The head of EDF Energy has told MPs the Hinkley Point nuclear power project in the UK will go ahead “clearly and categorically”.
Vincent de Rivaz quoted French Economy Minister Emmanuel Macron saying a final investment decision will be made in “early May” but said he “can’t give a precise date”.
He confirmed EDF has invested £2.4 billion so far on the project, which is running at £55 million a month.
“Nobody should doubt about our commitment to the project in which we have invested £2.4 billion,” he said.
Giving evidence to the Energy and Climate Change Committee, Mr de Rivaz added clearing regulatory and other hurdles has been a “long road” but insisted “everything is aligning at the moment and it is very positive”.
He told MPs: “I have said categorically this project will go ahead… I’m very pleased that people are so eager to see this final decision happening which is a good sign for the appetite of the project.
“We are working on solutions, they’re well identified, it’s a complex issue… Everybody is working on the final stage to make it happen as the French minister said it yesterday…. He said the project is absolutely critical and has the full support of the French Government.”
His comments come after the French utility’s Financial Director Thomas Piquemal resigned earlier this month.
Mr de Rivaz added the decommissioning is already being factored in the financial model, with a fund expected to collect contributions every year over the plant’s lifetime.

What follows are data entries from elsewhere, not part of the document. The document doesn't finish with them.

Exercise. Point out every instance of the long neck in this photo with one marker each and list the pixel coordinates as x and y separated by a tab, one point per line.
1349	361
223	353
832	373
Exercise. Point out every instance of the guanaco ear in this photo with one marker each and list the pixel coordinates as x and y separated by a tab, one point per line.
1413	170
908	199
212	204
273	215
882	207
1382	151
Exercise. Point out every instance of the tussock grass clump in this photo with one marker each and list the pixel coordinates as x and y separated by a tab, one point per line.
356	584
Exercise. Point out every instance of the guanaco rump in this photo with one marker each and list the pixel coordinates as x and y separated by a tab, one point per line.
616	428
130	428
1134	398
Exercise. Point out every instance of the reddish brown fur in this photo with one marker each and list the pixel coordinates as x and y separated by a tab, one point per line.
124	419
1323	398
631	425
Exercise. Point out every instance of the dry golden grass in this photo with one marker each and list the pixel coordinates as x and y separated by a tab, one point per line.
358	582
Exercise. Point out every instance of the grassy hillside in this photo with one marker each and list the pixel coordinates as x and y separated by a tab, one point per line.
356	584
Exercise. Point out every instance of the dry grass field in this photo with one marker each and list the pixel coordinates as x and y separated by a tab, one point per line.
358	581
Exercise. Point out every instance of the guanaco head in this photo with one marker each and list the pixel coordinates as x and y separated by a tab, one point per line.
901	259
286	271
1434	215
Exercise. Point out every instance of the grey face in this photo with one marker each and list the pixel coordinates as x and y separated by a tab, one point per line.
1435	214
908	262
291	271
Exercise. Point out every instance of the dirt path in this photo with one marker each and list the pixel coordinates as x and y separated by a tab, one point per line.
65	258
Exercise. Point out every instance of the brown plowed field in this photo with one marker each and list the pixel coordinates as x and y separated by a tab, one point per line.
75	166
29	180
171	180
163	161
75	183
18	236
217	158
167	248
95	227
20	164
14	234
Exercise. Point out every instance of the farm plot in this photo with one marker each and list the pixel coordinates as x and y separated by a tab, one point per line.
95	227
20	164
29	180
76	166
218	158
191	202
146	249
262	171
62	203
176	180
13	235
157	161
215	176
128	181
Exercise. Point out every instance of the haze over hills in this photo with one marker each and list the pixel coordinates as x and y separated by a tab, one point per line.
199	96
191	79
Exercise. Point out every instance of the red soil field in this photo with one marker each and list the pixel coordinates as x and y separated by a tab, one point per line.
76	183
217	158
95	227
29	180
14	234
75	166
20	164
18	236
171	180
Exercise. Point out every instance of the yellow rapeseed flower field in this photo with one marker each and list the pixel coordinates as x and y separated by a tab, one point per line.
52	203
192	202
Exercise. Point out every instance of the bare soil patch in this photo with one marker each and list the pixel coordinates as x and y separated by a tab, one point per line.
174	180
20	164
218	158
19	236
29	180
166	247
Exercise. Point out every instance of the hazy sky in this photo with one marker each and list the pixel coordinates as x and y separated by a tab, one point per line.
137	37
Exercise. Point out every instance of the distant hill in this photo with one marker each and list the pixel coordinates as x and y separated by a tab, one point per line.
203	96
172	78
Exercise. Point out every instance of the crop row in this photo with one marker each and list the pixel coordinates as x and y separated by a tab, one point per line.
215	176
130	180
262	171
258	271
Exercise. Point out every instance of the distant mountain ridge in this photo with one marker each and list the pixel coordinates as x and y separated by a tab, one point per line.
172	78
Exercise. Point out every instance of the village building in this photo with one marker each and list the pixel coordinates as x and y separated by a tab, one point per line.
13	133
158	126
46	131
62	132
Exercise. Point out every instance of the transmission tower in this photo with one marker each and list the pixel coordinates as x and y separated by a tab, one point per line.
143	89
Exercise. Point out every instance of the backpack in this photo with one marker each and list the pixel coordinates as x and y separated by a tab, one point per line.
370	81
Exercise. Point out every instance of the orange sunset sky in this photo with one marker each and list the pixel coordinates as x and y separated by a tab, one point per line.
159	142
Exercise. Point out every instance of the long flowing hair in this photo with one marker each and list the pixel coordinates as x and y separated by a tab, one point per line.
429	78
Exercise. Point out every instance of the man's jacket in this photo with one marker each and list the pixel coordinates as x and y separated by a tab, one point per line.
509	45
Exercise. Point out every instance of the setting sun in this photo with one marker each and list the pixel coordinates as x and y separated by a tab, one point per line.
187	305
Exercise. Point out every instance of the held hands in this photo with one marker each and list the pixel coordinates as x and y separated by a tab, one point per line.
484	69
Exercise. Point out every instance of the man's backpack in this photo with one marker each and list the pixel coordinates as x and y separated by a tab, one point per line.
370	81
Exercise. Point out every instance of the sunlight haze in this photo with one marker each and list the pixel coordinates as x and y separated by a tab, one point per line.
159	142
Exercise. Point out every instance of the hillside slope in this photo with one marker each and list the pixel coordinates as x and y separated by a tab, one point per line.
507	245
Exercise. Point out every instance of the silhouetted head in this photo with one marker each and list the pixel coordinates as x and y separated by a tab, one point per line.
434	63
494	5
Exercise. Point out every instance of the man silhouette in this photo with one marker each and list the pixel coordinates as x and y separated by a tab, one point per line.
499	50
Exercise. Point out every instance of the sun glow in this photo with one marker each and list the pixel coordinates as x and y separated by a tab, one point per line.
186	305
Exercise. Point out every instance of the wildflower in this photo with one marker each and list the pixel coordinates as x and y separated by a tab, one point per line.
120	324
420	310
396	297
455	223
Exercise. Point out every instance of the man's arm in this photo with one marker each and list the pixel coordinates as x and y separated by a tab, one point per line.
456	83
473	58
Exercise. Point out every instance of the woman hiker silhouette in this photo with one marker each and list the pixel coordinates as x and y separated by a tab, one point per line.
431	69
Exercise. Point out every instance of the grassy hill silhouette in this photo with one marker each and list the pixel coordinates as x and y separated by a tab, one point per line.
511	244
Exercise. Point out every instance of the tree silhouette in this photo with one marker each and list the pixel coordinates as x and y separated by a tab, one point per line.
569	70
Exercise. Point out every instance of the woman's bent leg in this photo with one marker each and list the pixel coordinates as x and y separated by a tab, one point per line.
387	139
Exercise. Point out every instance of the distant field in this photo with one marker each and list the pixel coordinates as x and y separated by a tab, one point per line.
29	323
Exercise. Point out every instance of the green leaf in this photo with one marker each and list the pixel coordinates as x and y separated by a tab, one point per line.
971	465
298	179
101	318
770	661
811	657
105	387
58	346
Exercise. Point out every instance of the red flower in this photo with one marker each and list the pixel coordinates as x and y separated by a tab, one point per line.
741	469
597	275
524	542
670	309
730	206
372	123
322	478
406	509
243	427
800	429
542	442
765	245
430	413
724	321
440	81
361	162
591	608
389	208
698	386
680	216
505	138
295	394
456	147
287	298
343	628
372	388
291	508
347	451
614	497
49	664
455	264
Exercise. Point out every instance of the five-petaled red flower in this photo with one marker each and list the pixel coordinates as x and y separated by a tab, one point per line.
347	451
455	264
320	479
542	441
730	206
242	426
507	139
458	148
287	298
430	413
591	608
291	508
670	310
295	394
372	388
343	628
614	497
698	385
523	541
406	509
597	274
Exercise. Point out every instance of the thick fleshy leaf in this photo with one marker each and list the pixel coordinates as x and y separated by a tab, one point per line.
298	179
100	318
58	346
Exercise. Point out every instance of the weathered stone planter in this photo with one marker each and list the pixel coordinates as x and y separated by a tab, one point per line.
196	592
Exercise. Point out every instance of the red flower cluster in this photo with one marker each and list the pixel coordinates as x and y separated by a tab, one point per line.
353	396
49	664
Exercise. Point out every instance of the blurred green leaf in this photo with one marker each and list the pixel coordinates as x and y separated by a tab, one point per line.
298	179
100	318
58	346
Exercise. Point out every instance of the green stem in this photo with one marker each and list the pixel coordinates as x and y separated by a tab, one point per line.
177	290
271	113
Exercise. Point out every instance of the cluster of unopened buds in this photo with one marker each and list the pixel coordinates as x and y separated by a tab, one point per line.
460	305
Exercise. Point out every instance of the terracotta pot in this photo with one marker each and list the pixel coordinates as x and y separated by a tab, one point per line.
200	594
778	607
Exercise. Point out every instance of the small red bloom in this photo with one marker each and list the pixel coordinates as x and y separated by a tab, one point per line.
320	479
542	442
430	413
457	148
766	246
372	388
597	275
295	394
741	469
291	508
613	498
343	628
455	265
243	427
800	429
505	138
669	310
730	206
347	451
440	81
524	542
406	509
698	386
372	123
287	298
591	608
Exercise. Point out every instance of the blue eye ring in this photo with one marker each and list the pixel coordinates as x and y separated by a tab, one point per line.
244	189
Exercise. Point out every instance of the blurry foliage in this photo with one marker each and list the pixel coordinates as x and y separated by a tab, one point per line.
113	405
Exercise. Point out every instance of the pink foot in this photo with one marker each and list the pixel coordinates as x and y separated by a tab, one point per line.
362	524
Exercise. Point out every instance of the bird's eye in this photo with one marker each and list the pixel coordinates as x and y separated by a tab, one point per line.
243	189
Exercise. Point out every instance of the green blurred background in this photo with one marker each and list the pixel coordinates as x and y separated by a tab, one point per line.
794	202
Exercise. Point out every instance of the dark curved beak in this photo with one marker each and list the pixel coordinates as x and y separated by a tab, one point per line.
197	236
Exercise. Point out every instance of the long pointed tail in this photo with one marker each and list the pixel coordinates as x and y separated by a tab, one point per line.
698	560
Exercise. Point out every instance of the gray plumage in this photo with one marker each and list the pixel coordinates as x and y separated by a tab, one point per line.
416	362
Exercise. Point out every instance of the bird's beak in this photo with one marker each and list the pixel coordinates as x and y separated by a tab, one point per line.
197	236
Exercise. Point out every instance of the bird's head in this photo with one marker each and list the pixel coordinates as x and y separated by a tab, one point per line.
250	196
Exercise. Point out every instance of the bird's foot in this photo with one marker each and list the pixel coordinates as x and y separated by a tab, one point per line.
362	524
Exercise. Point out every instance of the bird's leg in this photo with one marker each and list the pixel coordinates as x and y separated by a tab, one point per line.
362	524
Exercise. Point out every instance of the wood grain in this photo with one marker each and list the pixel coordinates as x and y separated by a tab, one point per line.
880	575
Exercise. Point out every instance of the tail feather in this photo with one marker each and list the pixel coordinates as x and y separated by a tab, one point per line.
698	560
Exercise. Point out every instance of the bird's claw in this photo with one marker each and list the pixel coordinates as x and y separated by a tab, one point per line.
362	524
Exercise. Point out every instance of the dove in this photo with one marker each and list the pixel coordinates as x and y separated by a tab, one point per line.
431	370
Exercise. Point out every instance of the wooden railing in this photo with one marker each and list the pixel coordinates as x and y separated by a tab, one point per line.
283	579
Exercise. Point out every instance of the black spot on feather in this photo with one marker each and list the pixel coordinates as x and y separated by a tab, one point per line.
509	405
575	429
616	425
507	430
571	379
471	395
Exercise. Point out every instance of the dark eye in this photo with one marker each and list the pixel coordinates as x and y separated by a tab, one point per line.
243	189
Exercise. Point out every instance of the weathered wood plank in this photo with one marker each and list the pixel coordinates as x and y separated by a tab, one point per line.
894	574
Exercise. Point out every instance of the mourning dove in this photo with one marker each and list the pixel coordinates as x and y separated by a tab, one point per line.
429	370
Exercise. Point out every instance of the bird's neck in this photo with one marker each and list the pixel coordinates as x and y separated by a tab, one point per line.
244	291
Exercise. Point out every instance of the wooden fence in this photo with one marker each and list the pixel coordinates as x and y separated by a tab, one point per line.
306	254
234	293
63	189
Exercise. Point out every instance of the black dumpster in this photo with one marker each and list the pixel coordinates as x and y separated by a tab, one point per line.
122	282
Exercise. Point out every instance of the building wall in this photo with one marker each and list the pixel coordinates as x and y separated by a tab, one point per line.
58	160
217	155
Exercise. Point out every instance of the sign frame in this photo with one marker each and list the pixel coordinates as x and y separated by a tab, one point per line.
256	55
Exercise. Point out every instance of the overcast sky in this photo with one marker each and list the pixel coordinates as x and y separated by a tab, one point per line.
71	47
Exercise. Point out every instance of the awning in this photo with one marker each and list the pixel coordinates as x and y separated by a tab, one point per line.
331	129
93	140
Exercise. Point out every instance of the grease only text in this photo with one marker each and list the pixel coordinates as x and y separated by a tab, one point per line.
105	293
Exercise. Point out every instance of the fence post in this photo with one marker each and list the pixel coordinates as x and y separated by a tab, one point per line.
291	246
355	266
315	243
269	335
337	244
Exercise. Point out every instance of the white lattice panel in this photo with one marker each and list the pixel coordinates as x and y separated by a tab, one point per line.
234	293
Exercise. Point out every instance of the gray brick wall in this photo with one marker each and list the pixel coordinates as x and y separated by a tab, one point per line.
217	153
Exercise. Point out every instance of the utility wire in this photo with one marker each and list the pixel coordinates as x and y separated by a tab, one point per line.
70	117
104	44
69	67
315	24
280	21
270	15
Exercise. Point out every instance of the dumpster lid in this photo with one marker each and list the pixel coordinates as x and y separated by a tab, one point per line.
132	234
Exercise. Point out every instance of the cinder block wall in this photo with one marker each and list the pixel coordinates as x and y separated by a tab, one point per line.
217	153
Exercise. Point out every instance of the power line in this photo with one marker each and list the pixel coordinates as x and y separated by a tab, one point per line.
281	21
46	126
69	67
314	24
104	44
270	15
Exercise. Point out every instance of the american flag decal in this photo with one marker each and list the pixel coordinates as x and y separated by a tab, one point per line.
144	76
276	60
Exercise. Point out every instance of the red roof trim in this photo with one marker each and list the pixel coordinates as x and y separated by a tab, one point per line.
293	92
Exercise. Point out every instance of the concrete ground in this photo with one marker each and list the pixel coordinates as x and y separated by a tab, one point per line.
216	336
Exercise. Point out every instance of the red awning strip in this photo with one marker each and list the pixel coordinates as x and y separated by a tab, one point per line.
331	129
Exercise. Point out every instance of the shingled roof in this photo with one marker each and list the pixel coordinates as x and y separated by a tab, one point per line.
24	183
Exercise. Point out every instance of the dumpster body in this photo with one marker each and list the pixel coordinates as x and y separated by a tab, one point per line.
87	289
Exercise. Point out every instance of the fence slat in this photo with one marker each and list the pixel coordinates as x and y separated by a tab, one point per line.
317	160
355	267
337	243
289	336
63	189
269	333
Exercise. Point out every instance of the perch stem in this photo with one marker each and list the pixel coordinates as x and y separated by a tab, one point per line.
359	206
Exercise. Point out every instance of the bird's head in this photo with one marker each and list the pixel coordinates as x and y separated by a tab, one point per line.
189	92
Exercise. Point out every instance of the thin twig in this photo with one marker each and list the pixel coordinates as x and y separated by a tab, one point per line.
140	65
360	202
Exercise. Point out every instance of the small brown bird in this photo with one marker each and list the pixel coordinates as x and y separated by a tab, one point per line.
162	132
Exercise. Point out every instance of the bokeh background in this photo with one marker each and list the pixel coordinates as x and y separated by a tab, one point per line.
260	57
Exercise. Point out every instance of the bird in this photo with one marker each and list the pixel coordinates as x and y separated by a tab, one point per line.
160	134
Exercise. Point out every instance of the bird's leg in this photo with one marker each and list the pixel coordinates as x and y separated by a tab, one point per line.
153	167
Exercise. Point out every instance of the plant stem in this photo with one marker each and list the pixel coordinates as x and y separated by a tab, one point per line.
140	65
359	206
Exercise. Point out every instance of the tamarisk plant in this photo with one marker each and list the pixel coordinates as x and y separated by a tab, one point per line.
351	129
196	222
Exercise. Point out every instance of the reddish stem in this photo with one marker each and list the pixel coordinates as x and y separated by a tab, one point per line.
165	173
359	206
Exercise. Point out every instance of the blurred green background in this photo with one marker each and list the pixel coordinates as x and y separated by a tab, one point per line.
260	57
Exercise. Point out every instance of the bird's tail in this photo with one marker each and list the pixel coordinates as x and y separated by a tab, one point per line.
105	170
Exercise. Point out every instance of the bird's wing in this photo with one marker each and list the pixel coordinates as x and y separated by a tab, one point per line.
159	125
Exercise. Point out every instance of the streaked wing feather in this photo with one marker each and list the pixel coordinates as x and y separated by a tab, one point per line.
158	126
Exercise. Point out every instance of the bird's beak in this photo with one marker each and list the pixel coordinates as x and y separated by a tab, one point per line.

The controversial and long-delayed project, which will be the first nuclear power plant to be built in two decades, is expected to cost £18 billion and provide enough electricity for around five million homes.
Mr de Rivaz believes it is “economically fair” to consumers in the UK despite many arguing the strike price, agreed under the Contracts for Difference (CfD), is too high.
In an earlier hearing, Simon Taylor, Lecturer in Finance, Judge Business School at Cambridge University, said Hinkley offers “poor value for money”. He added it is better if it is cancelled or renegotiated without jeopardising other nuclear projects.
He told MPs: “They would love to receive £92.50/MWh but doesn’t mean they should get it.”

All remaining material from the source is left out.